Inspired by classical mythology and Buffy the Vampire Slayer, this standalone urban fantasy has monsters, a badass female protagonist and absolutely no romance. (You either perked up or you didn’t).
A tale of magic returning to the world and the shenanigans of the old gods, Daughter of Fire is a Percy Jackson novel…for grownups.
Laura walked along the street quickly. She did not know the man next to her beyond his name….Patrick…and the fact that he was a cop. “Are we sure this is a set up?” The street ran through a canyon of skyscrapers, their glass walls towering above her. It was a place she was not familiar with, or comfortable in.
Patrick shook his head. “No, but we have good reason to think so. Yes, Jane Lawson had money, and her leaving it to you is feasible, but this particular lawyer doesn’t seem like one she’d use.”
Laura nodded. A dark feeling came over her, something in the pit of her stomach. Was afraid the right word? He was talking again.
“Let’s go over this again. If possible, I’ll stay inside with you. If not, I’ll be right outside.” He was fairly tall, dark hair, a face and manner that indicated he would not drink green beer…because real Irish people did not. Everything about his tone and body language gave a strong air of business as usual. As if he did this kind of thing all the time.

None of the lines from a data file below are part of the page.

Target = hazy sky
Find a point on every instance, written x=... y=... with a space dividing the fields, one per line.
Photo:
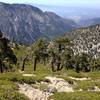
x=58 y=2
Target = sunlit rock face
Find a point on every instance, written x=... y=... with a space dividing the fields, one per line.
x=25 y=23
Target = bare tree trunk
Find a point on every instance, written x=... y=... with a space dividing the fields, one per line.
x=35 y=63
x=24 y=61
x=1 y=67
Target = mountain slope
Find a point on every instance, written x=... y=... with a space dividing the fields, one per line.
x=86 y=40
x=25 y=23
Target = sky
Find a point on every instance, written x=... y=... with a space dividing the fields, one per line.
x=94 y=3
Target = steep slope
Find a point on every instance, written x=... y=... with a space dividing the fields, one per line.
x=87 y=40
x=25 y=23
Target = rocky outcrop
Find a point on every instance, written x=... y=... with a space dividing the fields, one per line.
x=32 y=93
x=25 y=23
x=86 y=40
x=59 y=84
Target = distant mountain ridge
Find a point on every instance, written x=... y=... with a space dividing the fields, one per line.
x=86 y=40
x=25 y=23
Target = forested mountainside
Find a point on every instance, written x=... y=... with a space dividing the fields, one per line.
x=86 y=40
x=25 y=23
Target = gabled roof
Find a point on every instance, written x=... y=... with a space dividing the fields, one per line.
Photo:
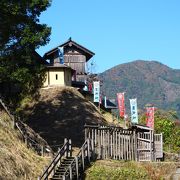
x=70 y=42
x=109 y=104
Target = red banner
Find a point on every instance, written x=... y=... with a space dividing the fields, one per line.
x=121 y=105
x=150 y=117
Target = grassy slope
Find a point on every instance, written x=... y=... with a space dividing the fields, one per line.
x=60 y=113
x=113 y=170
x=16 y=160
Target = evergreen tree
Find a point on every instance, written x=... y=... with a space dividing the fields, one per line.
x=21 y=69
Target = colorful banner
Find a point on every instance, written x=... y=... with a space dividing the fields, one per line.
x=134 y=113
x=150 y=117
x=96 y=88
x=61 y=54
x=121 y=105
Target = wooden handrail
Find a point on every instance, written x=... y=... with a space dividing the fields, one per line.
x=52 y=166
x=80 y=155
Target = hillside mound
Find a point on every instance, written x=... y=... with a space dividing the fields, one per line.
x=61 y=112
x=16 y=160
x=149 y=81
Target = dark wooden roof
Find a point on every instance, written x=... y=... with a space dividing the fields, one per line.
x=60 y=66
x=110 y=104
x=39 y=58
x=86 y=51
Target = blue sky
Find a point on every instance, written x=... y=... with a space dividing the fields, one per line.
x=117 y=31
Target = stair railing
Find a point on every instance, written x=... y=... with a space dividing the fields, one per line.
x=65 y=151
x=80 y=161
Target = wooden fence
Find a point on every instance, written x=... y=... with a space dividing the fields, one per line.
x=124 y=144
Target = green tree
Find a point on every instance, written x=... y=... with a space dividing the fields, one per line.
x=21 y=69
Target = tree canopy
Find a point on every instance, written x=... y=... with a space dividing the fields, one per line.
x=21 y=68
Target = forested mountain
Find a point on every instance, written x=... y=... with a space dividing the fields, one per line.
x=149 y=81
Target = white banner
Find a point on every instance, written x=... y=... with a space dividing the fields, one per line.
x=96 y=87
x=61 y=54
x=134 y=113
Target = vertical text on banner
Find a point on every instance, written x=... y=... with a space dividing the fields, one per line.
x=134 y=113
x=150 y=117
x=121 y=105
x=96 y=85
x=61 y=54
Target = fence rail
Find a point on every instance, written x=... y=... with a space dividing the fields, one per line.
x=124 y=144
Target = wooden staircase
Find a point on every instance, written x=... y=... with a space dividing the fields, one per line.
x=60 y=172
x=66 y=167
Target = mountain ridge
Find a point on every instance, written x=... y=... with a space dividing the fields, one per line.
x=148 y=81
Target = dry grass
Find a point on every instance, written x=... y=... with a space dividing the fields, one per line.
x=61 y=112
x=16 y=160
x=112 y=170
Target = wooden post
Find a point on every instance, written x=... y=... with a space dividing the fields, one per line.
x=42 y=150
x=88 y=149
x=65 y=148
x=70 y=172
x=70 y=148
x=82 y=152
x=85 y=132
x=77 y=167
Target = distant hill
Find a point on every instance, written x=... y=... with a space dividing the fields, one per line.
x=151 y=82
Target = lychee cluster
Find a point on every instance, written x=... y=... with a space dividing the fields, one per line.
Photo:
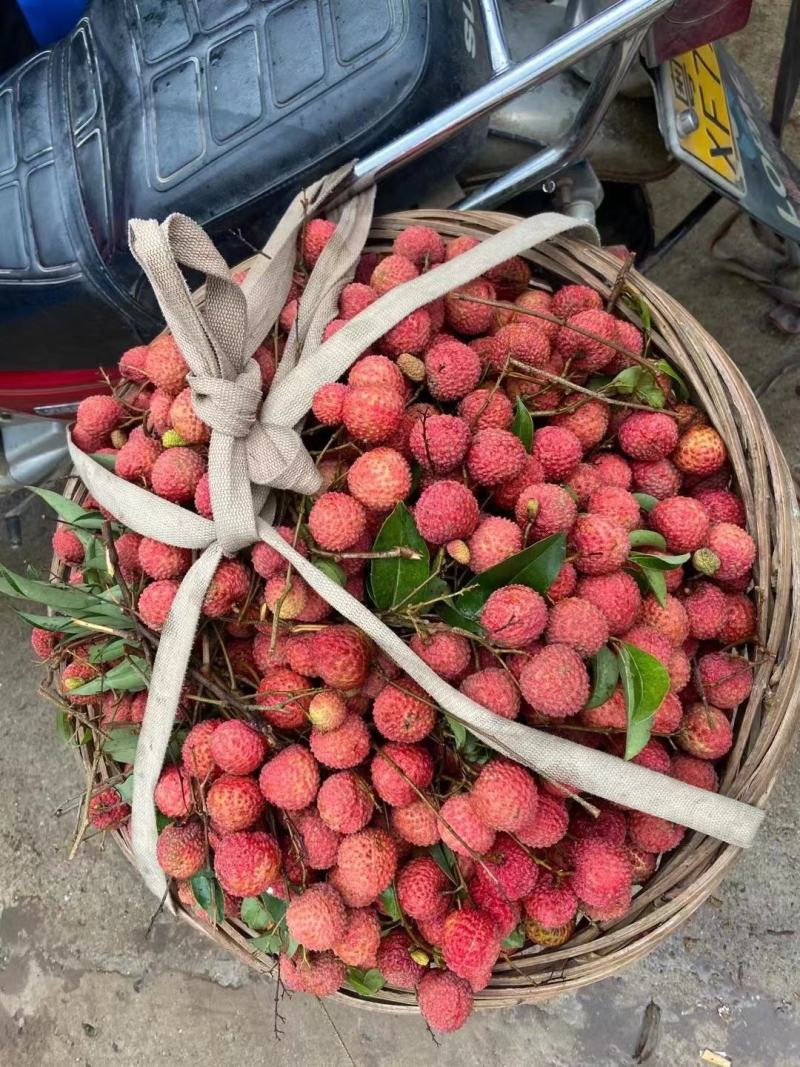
x=312 y=773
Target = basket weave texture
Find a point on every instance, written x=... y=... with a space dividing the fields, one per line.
x=763 y=727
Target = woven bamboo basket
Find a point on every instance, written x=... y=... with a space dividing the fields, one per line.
x=763 y=728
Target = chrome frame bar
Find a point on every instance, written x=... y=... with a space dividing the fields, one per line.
x=623 y=20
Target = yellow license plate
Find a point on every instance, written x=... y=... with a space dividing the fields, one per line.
x=702 y=120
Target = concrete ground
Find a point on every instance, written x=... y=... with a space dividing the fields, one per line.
x=81 y=982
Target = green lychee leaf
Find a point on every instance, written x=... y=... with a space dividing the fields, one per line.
x=646 y=503
x=365 y=983
x=645 y=682
x=650 y=538
x=399 y=583
x=522 y=426
x=605 y=675
x=514 y=940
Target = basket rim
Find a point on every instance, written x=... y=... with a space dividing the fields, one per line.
x=763 y=728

” Maybe she really did leave me a small fortune. Not that I need one, but…” Laura tailed off. If there was a fortune, there was nobody else to inherit it. Ella or Jane had given up parental rights, but somebody could leave their money to whoever they wanted to have it.

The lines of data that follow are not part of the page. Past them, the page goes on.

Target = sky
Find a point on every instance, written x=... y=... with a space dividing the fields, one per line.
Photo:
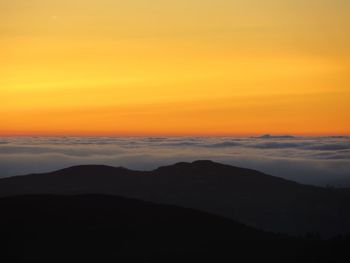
x=318 y=161
x=176 y=67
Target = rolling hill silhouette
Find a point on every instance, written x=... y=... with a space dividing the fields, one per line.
x=247 y=196
x=49 y=228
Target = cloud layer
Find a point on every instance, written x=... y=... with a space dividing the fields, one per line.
x=312 y=160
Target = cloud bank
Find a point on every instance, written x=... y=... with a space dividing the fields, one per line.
x=318 y=161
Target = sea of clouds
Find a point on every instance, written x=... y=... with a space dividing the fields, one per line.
x=311 y=160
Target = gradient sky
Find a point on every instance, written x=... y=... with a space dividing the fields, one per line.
x=175 y=67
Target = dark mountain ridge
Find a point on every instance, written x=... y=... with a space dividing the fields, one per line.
x=245 y=195
x=99 y=228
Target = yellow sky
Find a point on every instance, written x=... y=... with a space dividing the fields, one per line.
x=176 y=67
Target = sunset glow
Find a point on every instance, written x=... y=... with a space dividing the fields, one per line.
x=184 y=67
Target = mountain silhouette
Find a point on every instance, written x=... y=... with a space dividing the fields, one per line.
x=51 y=228
x=247 y=196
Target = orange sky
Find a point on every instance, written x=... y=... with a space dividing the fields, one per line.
x=184 y=67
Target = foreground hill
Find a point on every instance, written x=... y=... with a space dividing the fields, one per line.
x=49 y=228
x=247 y=196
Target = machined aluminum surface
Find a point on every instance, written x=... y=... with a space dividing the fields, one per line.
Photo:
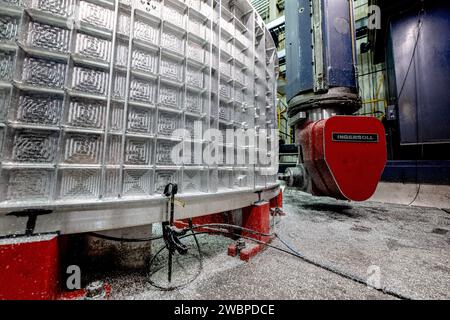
x=92 y=90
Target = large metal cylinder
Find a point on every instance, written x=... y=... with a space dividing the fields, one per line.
x=92 y=93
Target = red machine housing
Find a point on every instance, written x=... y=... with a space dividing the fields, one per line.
x=345 y=156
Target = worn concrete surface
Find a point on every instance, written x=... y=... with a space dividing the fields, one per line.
x=405 y=249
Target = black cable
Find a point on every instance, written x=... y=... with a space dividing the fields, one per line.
x=331 y=269
x=200 y=258
x=341 y=273
x=419 y=30
x=105 y=237
x=292 y=252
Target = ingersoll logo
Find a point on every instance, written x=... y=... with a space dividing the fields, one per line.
x=355 y=137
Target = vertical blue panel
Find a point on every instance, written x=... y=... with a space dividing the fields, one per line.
x=299 y=58
x=422 y=79
x=338 y=43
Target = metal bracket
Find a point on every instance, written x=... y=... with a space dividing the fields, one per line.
x=32 y=215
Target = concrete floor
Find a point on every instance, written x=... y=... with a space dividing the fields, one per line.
x=405 y=249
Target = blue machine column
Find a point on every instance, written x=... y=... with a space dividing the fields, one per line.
x=320 y=59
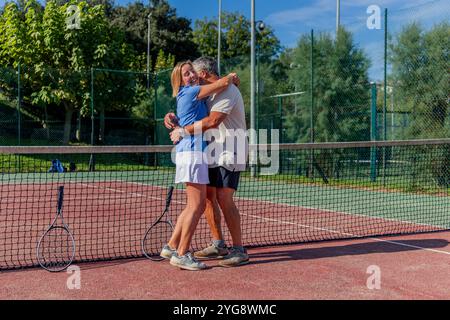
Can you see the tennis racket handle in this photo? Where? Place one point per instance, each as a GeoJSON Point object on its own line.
{"type": "Point", "coordinates": [169, 196]}
{"type": "Point", "coordinates": [60, 197]}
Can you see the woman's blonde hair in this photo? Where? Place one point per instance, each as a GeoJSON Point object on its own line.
{"type": "Point", "coordinates": [176, 78]}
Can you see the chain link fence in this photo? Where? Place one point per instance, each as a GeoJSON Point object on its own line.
{"type": "Point", "coordinates": [385, 79]}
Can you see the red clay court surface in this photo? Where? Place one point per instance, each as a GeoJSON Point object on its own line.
{"type": "Point", "coordinates": [411, 267]}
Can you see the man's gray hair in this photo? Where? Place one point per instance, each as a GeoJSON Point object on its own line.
{"type": "Point", "coordinates": [207, 64]}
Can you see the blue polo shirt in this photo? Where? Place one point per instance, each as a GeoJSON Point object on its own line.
{"type": "Point", "coordinates": [189, 110]}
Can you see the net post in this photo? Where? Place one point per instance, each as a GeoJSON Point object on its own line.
{"type": "Point", "coordinates": [373, 132]}
{"type": "Point", "coordinates": [311, 124]}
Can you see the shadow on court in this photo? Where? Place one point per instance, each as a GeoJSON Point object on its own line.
{"type": "Point", "coordinates": [347, 250]}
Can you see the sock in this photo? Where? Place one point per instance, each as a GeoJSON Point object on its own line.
{"type": "Point", "coordinates": [219, 243]}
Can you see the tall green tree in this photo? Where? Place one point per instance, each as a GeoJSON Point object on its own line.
{"type": "Point", "coordinates": [420, 79]}
{"type": "Point", "coordinates": [61, 57]}
{"type": "Point", "coordinates": [235, 37]}
{"type": "Point", "coordinates": [169, 33]}
{"type": "Point", "coordinates": [341, 107]}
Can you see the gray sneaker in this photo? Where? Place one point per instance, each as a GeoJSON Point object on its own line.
{"type": "Point", "coordinates": [187, 262]}
{"type": "Point", "coordinates": [210, 252]}
{"type": "Point", "coordinates": [167, 252]}
{"type": "Point", "coordinates": [235, 258]}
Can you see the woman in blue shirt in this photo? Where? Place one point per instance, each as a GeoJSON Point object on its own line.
{"type": "Point", "coordinates": [191, 162]}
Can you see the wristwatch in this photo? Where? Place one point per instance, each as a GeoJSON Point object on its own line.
{"type": "Point", "coordinates": [181, 132]}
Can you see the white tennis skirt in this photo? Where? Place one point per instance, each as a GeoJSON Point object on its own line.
{"type": "Point", "coordinates": [192, 167]}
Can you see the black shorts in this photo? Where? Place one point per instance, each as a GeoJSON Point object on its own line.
{"type": "Point", "coordinates": [220, 177]}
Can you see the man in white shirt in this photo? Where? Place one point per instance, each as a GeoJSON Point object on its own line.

“It could be. I wish I could say for sure that it was. What I really wonder is the why of all this…maybe we can get that out of them.” The detective studied her for a moment. “You’re very brave, Miss Maxwell.”
“I want to know why they killed her, too.” And frankly, although Laura didn’t want or need Jane Lawson’s money…she might have some nice clothes and jewelry. Laura was not above dressing up, although right now she had dressed as if for a night after school. The cops had suggested looking like she did need the money. Not desperate, but not well off, either.
So, her jeans were designer ripped and she had left the expensive jewelry at home. She wore a tank top that showed off her tattoo. The outfit was dominated by black, with a bit of silver costume jewelry. Almost the goth look. She was even close to having the hair for it.
The lawyer’s office, at least, had checked out. Expensive, and, worse, in one of those skyscrapers. Laura did not like that, if she had to run. The cop had a gun, but she did not want him to use it. A lump formed in her throat. It was fear, after all, but it was not fear of what might happen to her. Fear of what she might have to be involved in. Of what she might have to do. Of whether she could do it, and the yes was far worse than the no.
An elevator, upwards, and she felt time seem to slow a little. She had experienced that before. Most likely, it was a result of her being stressed. She glanced at Patrick again. Perfectly relaxed, his hands loose at his sides, his eyes staring at the door as people did in elevators. He was probably remembering that there were a lot of cops, undercover, in the area for when things went south.
Laura was wondering what they could do when the doors opened on the twentieth floor.
Rich lawyers. Like her mother’s lawyers. Had it been the same one, she might not have suspected a trap. She knew she did not look like she belonged here. The carpet felt thick under the boots she was wearing. Boots were good for kicking people with.
There were three men in suits leaning against one of the walls, loitering. Laura knew at that moment that it was exactly the trap she feared. She could see no guns, but her awareness shot into a heightened state she had experienced only once before…when somebody had tried to mug her. He had failed because of it, because she had instinctively moved out of his grasp and then fled.
She said nothing to Patrick, but rather reached to grip his hand for a moment. How did she tell him she was worried?
The elevator doors slid closed. She saw no other access…the fire exit had to be somewhere, but it was not visible to her. Where was it likely to be? The map of the building flashed into her mind, clearer than memory normally was.
This lobby area had no windows to the outside. She wondered if the wire she was wearing even worked, or if the thickness of the walls would block it.
Then she was on the deck. There had been no conscious thought involved. Solid object. You were supposed to get behind solid objects. The gunshot had sounded a moment after she moved. She did not know exactly why. Almost as if she had known what would happen, known it and felt it.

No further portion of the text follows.